Objective function value (OFV) of the final estimates of the bootstrap samples as obtained with the naive and improved log-likelihood implementation

Discussion

Our results show that the improved implementation of the BI model has a considerably higher numerical stability and that this improvement can translate to meaningful differences in estimation performance. At first sight, the breakdown of the naive implementation more than 10 standard deviations away from the mean, as shown in the graphical evaluation, might appear of little practical relevance. The simulation study, however, showed that for a sufficiently small value of the variance function (\(g\) in Eq. 2) these breakdowns do matter for the performance of the Laplace estimation algorithm. Finally, the real data example highlighted that small variance values could occur in a real data context.

The simulation study revealed that when the variance on the latent scale is small, the estimation properties of the Laplace estimation algorithm deteriorate considerably. The algorithm becomes more biased and imprecise as well as unstable and slow. All these negative properties increase due to difficulties in finding the maximum of the log-likelihood function for each subject. This maximization is necessary to approximate the marginal likelihood using the Laplace method. The SAEM algorithm, on the other hand, does not need to find these maxima. More importantly, the sampling-based algorithm is very well suited to handle the situation when some region of the “\(\eta \)-space” evaluates to a very low log-likelihood. In that case, the Markov chain will simply not explore that region and since the log-likelihood contribution from that area is low (even when considering the true log-likelihood), the estimation performance does not suffer from the numerical instability. This explains why the SAEM algorithm performs equally well with both implementations.

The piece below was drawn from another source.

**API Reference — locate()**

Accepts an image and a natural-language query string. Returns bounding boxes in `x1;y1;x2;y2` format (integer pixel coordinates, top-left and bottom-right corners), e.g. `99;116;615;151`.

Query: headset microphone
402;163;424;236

For scenario S3, the Laplace algorithm was not able to accurately estimate the inter-individual variability of the within-subject variability parameter \(\sigma \), independent of the log-likelihood implementation. SAEM, in contrast, achieved accurate estimates with both implementations. These findings indicate that for more complex within-subject variability models the likelihood approximation performed by the Laplace algorithm might be too crude and the use of the SAEM algorithm could be indicated. In terms of runtime, the SAEM algorithm is much slower than the Laplace algorithm, even more so when the log-likelihood surface is rather flat (as in scenario S1 with a \(\theta_\sigma \) value of 1).

A disadvantage of the numerically more stable log-likelihood implementation, presented here, is its increased complexity and a resulting higher risk of coding errors. In order to mitigate these risks, we have made the improved implementation available in the R package piraid which can generate scaffold code for a simple BI model [14]. The package provides an aid for the pharmacometric modelling of composite score outcomes and currently supports the BI, the coarsened grid, and the continuous variable model, as well as, item response theory models [15]. For the BI model, the user can select the desired log-likelihood implementation and we intend to make the improved implementation the default going forward.

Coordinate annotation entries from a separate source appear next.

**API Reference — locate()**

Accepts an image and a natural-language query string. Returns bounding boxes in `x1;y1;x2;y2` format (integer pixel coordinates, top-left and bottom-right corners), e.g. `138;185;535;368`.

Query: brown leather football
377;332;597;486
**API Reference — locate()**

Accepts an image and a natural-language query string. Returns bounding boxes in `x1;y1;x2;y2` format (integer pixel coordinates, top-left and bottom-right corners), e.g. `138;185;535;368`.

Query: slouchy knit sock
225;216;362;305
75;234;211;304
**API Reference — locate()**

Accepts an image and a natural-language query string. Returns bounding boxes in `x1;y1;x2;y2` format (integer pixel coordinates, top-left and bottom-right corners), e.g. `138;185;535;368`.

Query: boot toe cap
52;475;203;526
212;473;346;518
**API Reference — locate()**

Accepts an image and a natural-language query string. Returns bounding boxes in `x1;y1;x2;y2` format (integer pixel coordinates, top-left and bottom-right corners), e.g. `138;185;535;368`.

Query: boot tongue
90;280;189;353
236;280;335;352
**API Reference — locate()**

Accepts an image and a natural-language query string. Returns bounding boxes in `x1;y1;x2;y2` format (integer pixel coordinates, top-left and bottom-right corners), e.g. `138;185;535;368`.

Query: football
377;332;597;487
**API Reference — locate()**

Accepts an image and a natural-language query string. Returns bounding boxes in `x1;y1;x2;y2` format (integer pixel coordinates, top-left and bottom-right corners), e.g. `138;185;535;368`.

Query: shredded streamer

Even if the topic of numerical stability might be particularly relevant for the BI model (due to the involvement of the cumulative normal distribution function), our findings should encourage modellers to consider numerics also for other types of models. This is especially important when implementing models using the log-likelihood expression directly. Some of the numerical tweaks used in this paper can be helpful and future research should investigate their value in other contexts.